У него захватило дух. Он был более чем ошеломлен. Что она, с ума сошла или разыгрывала с ним комедию? Неужели она освободила его из тюрьмы только для того, чтобы привести его к самому инспектору Кедсти, его злейшему врагу? Он остановился нерешительно у порога, но Маретта насильно потянула его за собой за рукав. А затем она снова ухватила его за большой палец и повлекла за собой.

– Здесь совершенно безопасно, месье Джемс, – сказала она. – Не бойтесь! Следуйте за мной!

Месье Джемс! И эти насмешливые нотки в ее голосе! Она потянула его, и он поднялся за ней по трем ступенькам к двери. Она нащупала рукой дверную ручку, дверь отворилась, и они оказались внутри.

Лампа стояла в передней на окне, но он не сразу ее увидел, так как ему на глаза полились целые потоки дождя с полей шляпы. Он протер глаза, вытер платком лицо и посмотрел на Маретту. Она стояла в трех или четырех шагах от него, была очень бледна и тяжело дышала от быстрой ходьбы, но глаза ее сияли, и улыбка разливалась по всему ее лицу. Вода стекала с нее ручьями.

– Вы промокли, – сказала она. – Смотрите не простудитесь. Идите за мной!

Они стали подниматься по лестнице на второй этаж. Дойдя до верхней площадки, Маретта отворила перед ним дверь, и они вошли. В комнате было темно. В этой темноте Кентом овладело новое волнение. Воздух, которым он теперь дышал, был совершенно не такой, как на площадке лестницы. В нем чувствовался нежный запах духов и еще чего-то, слабый, едва ощутимый аромат комнаты девушки. Маретта зажгла лампу и стала снимать с себя дождевик. Она вовсе не промокла, и только с волос стекала вода на плечи. И тут она вдруг круто повернулась и протянула к нему обе руки.

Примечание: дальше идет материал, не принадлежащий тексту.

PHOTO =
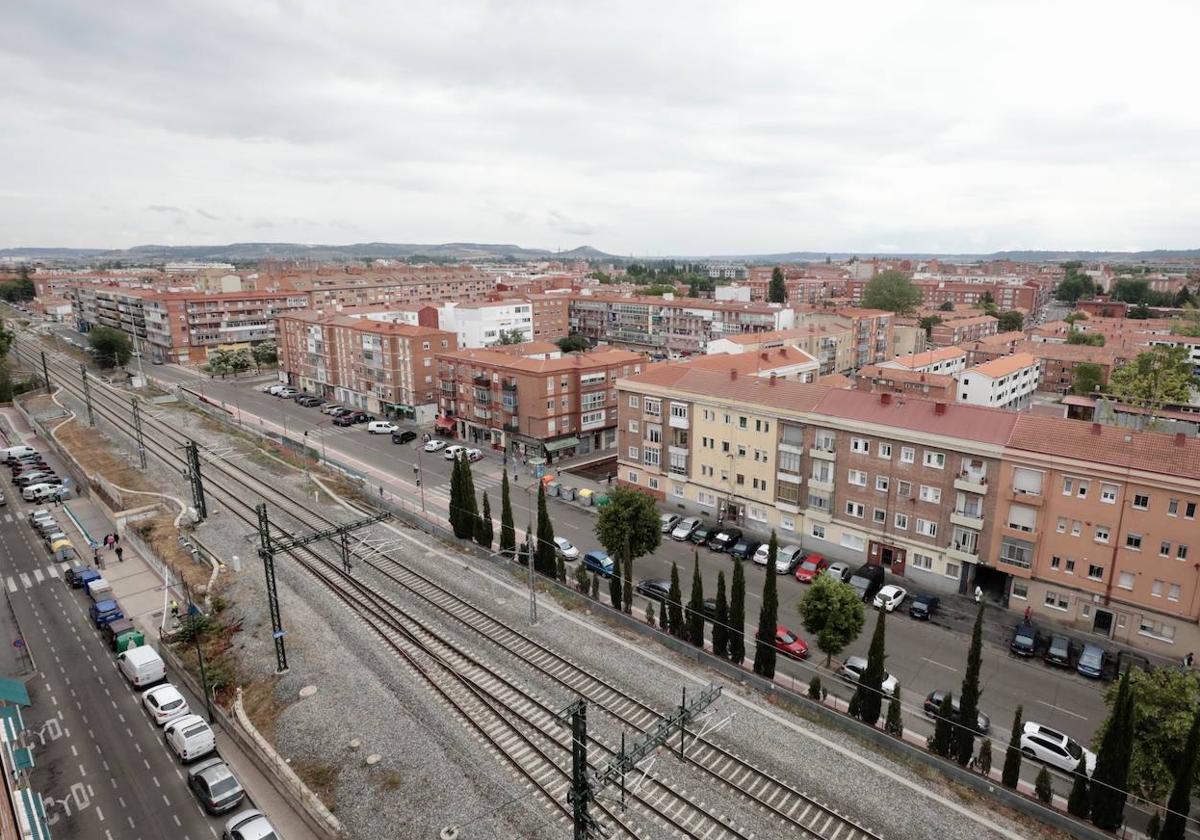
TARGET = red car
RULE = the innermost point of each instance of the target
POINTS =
(810, 567)
(789, 643)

– Ну а теперь, – сказала она, – давайте пожмем друг другу руки, и скажите, что вы рады! И пусть у вас не будет такого… такого испуганного вида. Это моя комната, и в ней вы в полной безопасности.

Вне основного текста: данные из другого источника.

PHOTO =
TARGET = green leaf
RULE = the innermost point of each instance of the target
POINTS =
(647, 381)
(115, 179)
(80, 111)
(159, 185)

Он крепко стиснул ее руки и пристально поглядел в ее голубые глаза, которые смотрели на него с откровенностью и непосредственностью ребенка.

– Но где же Кедсти?.. – спросил он недоумевая.

– Он, вероятно, уже скоро вернется, – ответила она.

– Но он знает, что вы у него в доме?

Она кивнула головой.

– Я здесь уже целый месяц, – ответила она.

Он крепче сжал ее руки.

– Но ведь он сегодня же вечером узнает, что вы спасли меня и стреляли в казарме!.. – запротестовал Кент. – Нам нечего терять время, и мы должны немедленно бежать!

– Имеются достаточные основания, – успокоила она его, – по которым Кедсти не посмеет обнаружить моего присутствия у себя в доме. Он скорее умрет, чем это сделает. И он никогда не посмеет подозревать, что вы, признанный убийца, вдруг осмелились скрываться под кровлей самого инспектора. Поверьте, вас будут искать везде, но только не здесь. Не правда ли, как это замечательно придумано? И все это он! Каждое движение, каждый мой шаг обдумал только он один и больше никто. И его свел со мной Муи!..

– О ком вы говорите? – спросил он, ровно ничего не понимая. – О Кедсти?

В глазах у нее засветился веселый огонек.

– Да нет, не о Кедсти! – возразила она. – Он бы вас повесил и убил бы меня, если бы только посмел. Все это придумал ваш толстяк, милейший Грязный Фингерс!